Tu as récupéré sa ration et rattrapé le groupe de chasseurs enfoncés dans la forêt, puis les as aidés à porter un volumineux bugi au clan Riao. Avec ta stature maigrelette, tu doutais d’alléger leur fardeau, mais Baraghi, qui tenait le cadavre de l’enfant sous le bras, t’aurait à nouveau battue si tu ne faisais pas au moins semblant de te rendre utile. Ton ami Royan, un louveteau enthousiaste à l’attention limitée, était un peu plus grand et fort que toi. Lui n’avait pas besoin de prétendre aider.

Vous avez déposé le bugi sous le kiosque herbu au centre du clan et trois Riaon se sont affairés à dépecer l’animal. Avant que vous n’ayez eu le loisir de vous reposer, Macak vous a fait signe de l’assister dans la forge. Éreintés, mais dociles, vous vous y êtes dirigés. Vous n’existiez que pour servir le clan.

Pourtant, avec tes cheveux sable sur ta peau cuivrée, tes griffes et crocs acérés, tu étais une Riao authentique. Des canaux lacrymaux sombres bordaient même tes yeux dorés à la pupille fendue et à l’iris large. Les rayures brunes de ta lignée marquaient tes joues : le seul point commun avec Baraghi que tu supportais.

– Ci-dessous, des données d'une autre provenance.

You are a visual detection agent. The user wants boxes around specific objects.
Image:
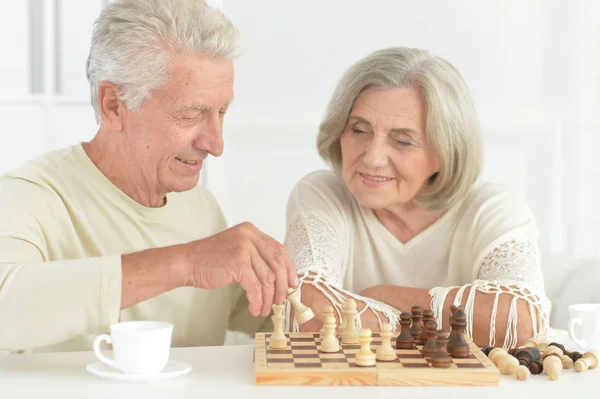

Tu n’avais pas eu la chance d’hériter de la forte mâchoire féline de ta mère ; la chance t’avait manqué sur bien des aspects et c’était somme toute le plus minime d’entre eux. Tu étais petite et maigre, à l’époque. Trop à ton goût, et bien plus que les autres Riaon de ton âge.

Royan et toi n’étiez encore que des enfants ; le même long avenir de servitude s’étendait devant vous.

Après cette journée de traque et de forgeage, des premières lueurs de l’astre du jour jusqu’au cœur de la nuit, vous avez rempli des bols au kiosque et vous êtes installés au bord du ruisseau pour dîner. Vos portions, désespérément plus petites que celles des Riaon libres, n’ont pas soulagé vos estomacs courroucés. Il vous faudrait retourner chasser, cette nuit-là.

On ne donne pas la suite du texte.